19.30h: „Sport1“ startet wie üblich… schlecht bis unterirdisch. „Experte“ Maik Franz redet von „Pauli…???
20.00h: Ab zu „sky“. Einem kurzen Hartel-Portrait folgt das Interview mit unserem Trainer.
20.08h: Bei St. Pauli gibt es „Aufgewärmtes von Gestern“, also die gleiche Startelf wie gegen Schalke.
20.29h: Jackson Irvine ist im Kader! – Zunächst aber auf der Bank…

20.30h: Anpfiff. Statt „Berliner Weisse“ bleib ich bodenständig bei Astra.
20.36h: Eine Eggestein-Hereingabe, scharf wie die Chilischote, die meine Currywurst begleitet, segelt in den Berliner 16er, doch Hartel verwurstet diese nicht.
20.40h: Hartel zielt nach einem Zucker-Pass von Afolayan viel zu süß ab und auch deutlich zu hoch.
20:43: Die Kurve ist laut! Im Fernsehen klingt es nach Heimspiel. Sind eigentlich auch Berliner im Stadion?
20:47: Das Spiel plätschert dahin, wie ein verstopfter Schoko-Brunnen…
20:52: Die Kurve singt „Wir sind Zecken, … wir grillen unter Brücken…“?
20:55: Nachdem sich Saad mit ordentlich Senf, … ähem, Speed durchsetzt hat, markiert Eggestein im zweiten Versuch die braunweiße Führung! Yeah!! In diesem Moment sind wir…
SPITZENREITER !!! Und mit was?
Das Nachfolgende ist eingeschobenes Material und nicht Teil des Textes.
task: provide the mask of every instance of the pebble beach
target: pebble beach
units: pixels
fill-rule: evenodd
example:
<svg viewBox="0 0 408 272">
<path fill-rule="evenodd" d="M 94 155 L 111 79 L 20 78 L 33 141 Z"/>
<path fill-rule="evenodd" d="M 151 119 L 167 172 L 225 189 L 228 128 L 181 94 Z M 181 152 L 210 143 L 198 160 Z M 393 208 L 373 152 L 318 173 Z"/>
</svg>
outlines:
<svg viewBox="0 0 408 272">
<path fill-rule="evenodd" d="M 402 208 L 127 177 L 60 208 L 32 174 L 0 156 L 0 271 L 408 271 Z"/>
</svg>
Mit Recht !!!! Das erste Fischbrötchen ist gegessen.
21:04: Welchen Zaubertrank haben Saad, Eggestein und Afolayan eigentlich zu sich genommen? Die drei wirbeln die Defensive der Hertha immer wieder durcheinander. Man könnte auch sagen, die Berliner Abwehr ist löchrig wie ein Schweizer Käse…
21:05: Klarer Strafstoß! Smith wird im 16er mehr als unsanft von den Beinen geholt und Schiri Aytekin…? Schaut sich das auf dem Bildschirm an und gibt nach gefühlten fünf Minuten… nichts! Herrje, bisher war er mir immer sympathisch. Ich beschließe seine Currywurst zu vergiften, die er in der Pause sicherlich in der Kabine verspeist.
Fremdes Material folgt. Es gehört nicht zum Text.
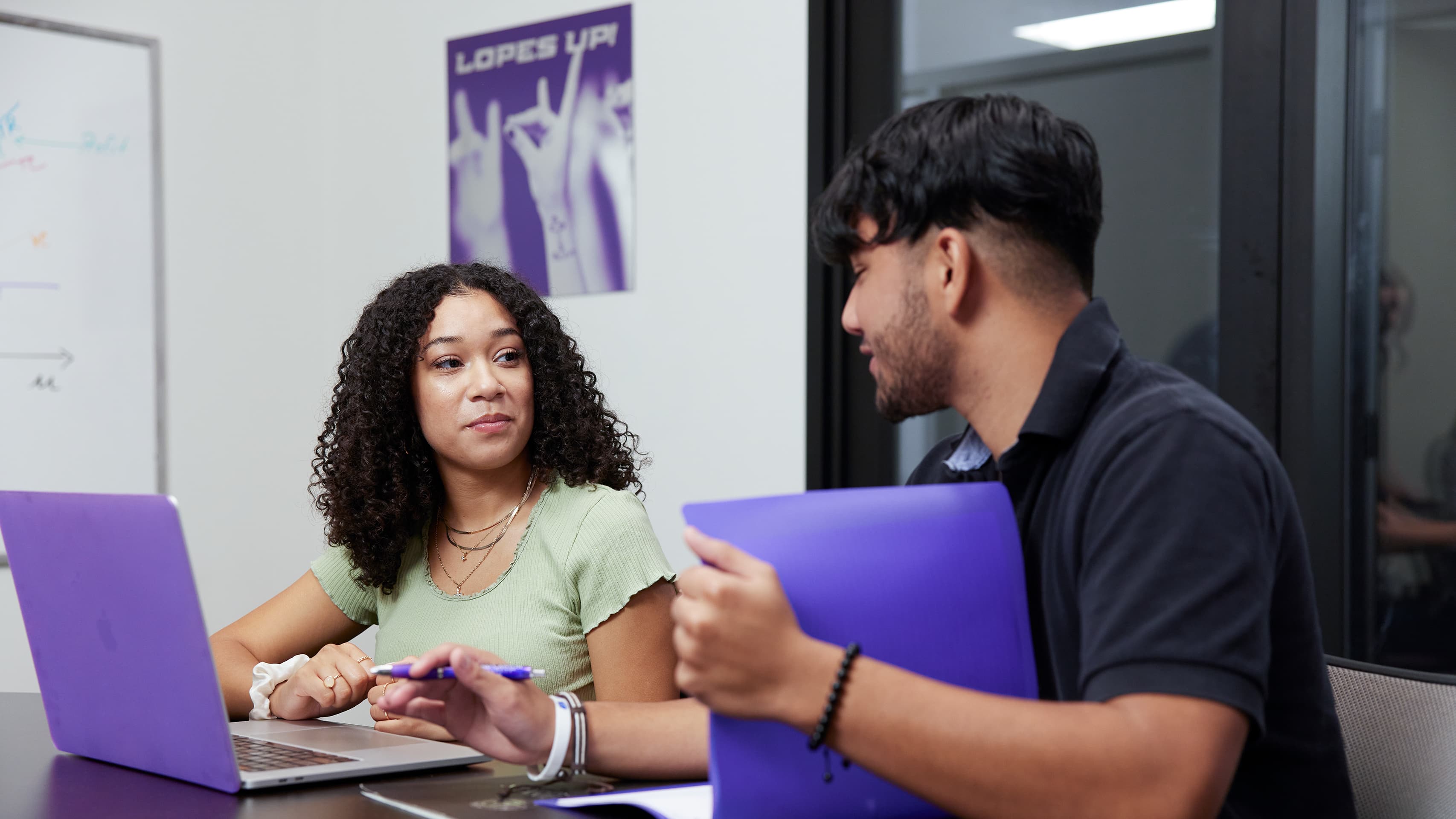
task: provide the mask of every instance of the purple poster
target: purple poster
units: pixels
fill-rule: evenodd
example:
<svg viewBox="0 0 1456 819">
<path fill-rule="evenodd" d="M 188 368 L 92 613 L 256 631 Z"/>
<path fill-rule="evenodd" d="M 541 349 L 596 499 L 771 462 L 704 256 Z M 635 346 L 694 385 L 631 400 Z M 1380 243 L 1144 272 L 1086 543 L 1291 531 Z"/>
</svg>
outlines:
<svg viewBox="0 0 1456 819">
<path fill-rule="evenodd" d="M 450 259 L 632 287 L 632 6 L 451 39 Z"/>
</svg>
21:14: Bislang ist das insgesamt noch kein wirkliches Festmahl. Wenn auch die Dekoration (auf den Rängen) sehr ansprechend ist… Es gibt drei Minuten(steaks) Nachschlag.
21:19: Endlich Pause! Schnell in die Küche, das Essen umzurühren.
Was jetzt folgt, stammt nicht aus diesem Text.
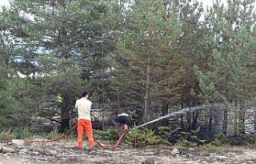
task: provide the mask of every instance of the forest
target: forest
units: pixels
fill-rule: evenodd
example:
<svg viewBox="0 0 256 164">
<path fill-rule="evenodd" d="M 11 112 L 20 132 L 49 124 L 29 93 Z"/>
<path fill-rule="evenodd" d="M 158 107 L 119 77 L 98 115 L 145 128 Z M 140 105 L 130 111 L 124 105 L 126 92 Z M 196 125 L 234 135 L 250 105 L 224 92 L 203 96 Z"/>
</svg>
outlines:
<svg viewBox="0 0 256 164">
<path fill-rule="evenodd" d="M 0 131 L 66 131 L 86 90 L 101 130 L 121 112 L 146 123 L 221 103 L 224 135 L 230 122 L 246 134 L 246 120 L 256 125 L 255 2 L 10 1 L 0 11 Z M 213 125 L 194 111 L 152 126 L 199 131 L 202 119 Z"/>
</svg>

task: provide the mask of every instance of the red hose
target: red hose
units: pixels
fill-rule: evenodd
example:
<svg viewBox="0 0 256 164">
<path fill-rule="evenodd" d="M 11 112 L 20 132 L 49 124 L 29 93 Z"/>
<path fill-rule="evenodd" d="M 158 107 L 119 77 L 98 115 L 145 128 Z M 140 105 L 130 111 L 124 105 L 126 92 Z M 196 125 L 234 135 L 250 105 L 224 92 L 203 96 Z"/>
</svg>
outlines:
<svg viewBox="0 0 256 164">
<path fill-rule="evenodd" d="M 104 145 L 104 144 L 99 143 L 99 141 L 98 141 L 94 137 L 94 141 L 95 141 L 101 147 L 102 147 L 103 149 L 115 149 L 115 148 L 118 146 L 120 141 L 122 140 L 122 139 L 123 138 L 123 136 L 126 135 L 126 132 L 127 132 L 127 131 L 122 131 L 122 135 L 120 135 L 118 142 L 117 142 L 114 146 L 106 146 L 106 145 Z"/>
</svg>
Man braucht in dem Stadion echt einen Feldstecher! Foto: GeJo

21:37: Schiri Aytekin bittet zum zweiten Gang. Eggestein serviert sofort für Saad, doch dieser lässt den angebotenen Leckerbissen liegen.
21:45: Die Hürzeler-Crew fährt nicht runter, sondern kocht weiter auf höchster Flamme!
21:49: Eine zu kurz flambierte Hartel-Ecke gerinnt irgendwo in der Herthaner Defensiv-Küche.
21:52: Hertha drückt plötzlich – fast die Marmelade aus dem Berliner, doch diese bleibt immer wieder in unserer Abwehr kleben.
21:59: Unsere Jungs holen nun die ganz große Pfanne raus und brutzeln eine Großchance nach der anderen. Allein der Senf will nicht auf die Bulette…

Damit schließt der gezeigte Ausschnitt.